Geostatistical Analysis

Gstat

variogram_model

hydrobox.gstat.variogram_model(coordinates, values, effective_range, sill, nugget=0, n_lags=15, binning='even', maxlag='median', model='spherical', estimator='cressie', s=None, plot=True, ax=None)[source]

Variogram Function

Calculate a variogram from the given parameters. This function will not fit the theoretical function to the experimental function, but use the passed arguments.

Parameters:
coordinates : numpy.ndarray

List of n-dimensional coordinates. Refer to scikit-gstat for more information of this parameter.

values : numpy.ndarray

1D-array of observaitons. Has to match the length of the first axis of coordinates. Refer to scikit-gstat for more information of this parameter.

effective_range : float

Effective range of the theoretical model function. Refer to scikit-gstat for more information of this parameter.

sill : sill

Sill of the theoretical model function. Refer to scikit-gstat for more information of this parameter.

nugget : float

Nugget of the theoretical model function. Defaults to 0 (no nugget effect included in the model). Refer to scikit-gstat for more information of this parameter.

n_lags : int

Number of lag classes to be derived for the variogram.

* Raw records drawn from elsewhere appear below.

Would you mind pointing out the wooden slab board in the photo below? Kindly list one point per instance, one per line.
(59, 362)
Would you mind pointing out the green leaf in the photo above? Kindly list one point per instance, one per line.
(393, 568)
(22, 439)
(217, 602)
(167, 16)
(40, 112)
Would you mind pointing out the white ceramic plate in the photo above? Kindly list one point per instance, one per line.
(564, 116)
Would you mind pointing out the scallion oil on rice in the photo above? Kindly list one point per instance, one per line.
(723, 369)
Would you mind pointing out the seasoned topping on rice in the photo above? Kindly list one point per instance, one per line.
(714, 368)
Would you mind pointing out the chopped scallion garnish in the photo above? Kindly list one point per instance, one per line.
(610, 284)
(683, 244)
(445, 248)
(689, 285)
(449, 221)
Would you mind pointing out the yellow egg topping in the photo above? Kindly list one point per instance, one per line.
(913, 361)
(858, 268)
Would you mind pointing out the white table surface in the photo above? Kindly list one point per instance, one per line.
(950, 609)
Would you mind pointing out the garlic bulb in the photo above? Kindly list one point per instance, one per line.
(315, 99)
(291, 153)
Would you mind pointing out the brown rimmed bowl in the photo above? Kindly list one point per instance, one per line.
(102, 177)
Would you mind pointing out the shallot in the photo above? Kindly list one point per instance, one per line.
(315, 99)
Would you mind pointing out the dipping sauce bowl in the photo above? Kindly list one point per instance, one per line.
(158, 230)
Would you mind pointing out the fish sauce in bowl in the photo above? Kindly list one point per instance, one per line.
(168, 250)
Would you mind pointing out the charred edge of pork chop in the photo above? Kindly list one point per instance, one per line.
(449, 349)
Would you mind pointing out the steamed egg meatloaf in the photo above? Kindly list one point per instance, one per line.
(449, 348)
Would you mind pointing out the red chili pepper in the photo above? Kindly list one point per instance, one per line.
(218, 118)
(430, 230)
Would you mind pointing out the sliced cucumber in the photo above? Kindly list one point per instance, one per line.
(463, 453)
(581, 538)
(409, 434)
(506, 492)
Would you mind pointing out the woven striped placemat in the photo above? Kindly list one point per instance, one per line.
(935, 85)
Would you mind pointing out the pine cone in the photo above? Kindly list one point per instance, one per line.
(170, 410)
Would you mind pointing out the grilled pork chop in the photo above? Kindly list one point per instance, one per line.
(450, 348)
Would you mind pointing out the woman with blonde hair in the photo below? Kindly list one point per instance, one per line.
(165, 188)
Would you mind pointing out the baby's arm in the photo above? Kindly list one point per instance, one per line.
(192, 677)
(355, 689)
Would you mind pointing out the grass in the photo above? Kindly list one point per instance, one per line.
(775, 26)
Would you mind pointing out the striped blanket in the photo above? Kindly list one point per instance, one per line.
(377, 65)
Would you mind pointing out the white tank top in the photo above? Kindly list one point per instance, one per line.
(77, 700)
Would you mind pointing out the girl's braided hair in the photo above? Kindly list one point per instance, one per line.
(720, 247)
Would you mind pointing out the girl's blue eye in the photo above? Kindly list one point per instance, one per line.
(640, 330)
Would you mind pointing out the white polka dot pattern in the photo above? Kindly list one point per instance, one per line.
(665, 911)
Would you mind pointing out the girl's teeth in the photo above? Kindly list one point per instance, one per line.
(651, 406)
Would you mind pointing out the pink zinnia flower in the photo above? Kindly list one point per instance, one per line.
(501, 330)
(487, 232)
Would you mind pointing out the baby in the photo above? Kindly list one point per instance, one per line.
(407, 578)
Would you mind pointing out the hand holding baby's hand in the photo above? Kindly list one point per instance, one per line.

Refer to scikit-gstat for more information of this parameter.

binning : str

Method used for calculating the lag class edges. Can be either ‘even’ (default) or ‘uniform’. ‘even’ will yield lag classes of same width, ‘uniform’ will assure a uniform distribution across all lag classes. Refer to scikit-gstat for more information of this parameter.

maxlag : float, str, None

Maximum separating distance, at which a point pair will still be included into the variogram. Can be the number itself (float > 1), the share of the maximum separating distance observed (0 < maxlag < 1), or one of ‘mean’, ‘median’ to calculate the mean or median of all separating distances as maxlag.

model : str

The theoretical variogram model. Can be one of:

  • spherical
  • exponential
  • gaussian
  • cubic
  • stable
  • matern

Refer to scikit-gstat for more information of this parameter.

estimator : str

The semi-variance estimator to be used for the experimental variogram. Can be one of:

  • materon
  • cressie
  • dowd
  • genton
  • entropy

Refer to scikit-gstat for more information of this parameter.

s : float

In case the model was set to matern, s is the smoothness parameter of the model. In case the model was set to stable, s is the shape parameter of the model. In all other cases, s will be ignored.

plot : bool

If True, the function will return a plot of the Variogram, if False, it will return a tuple of (bins, experimental, model).

ax : None, matplotlib.AxesSubplot

If None, the function will create a new matplotlib Figure. In case an AxesSubplot is passed, that instance will be used for plotting.

Returns:
plot : matlotlib.Figure

Will return a matplotlib Figure, if plot was set to True

data : tuple

Will return the tuple (bins, experimental, model) if plot was set to False.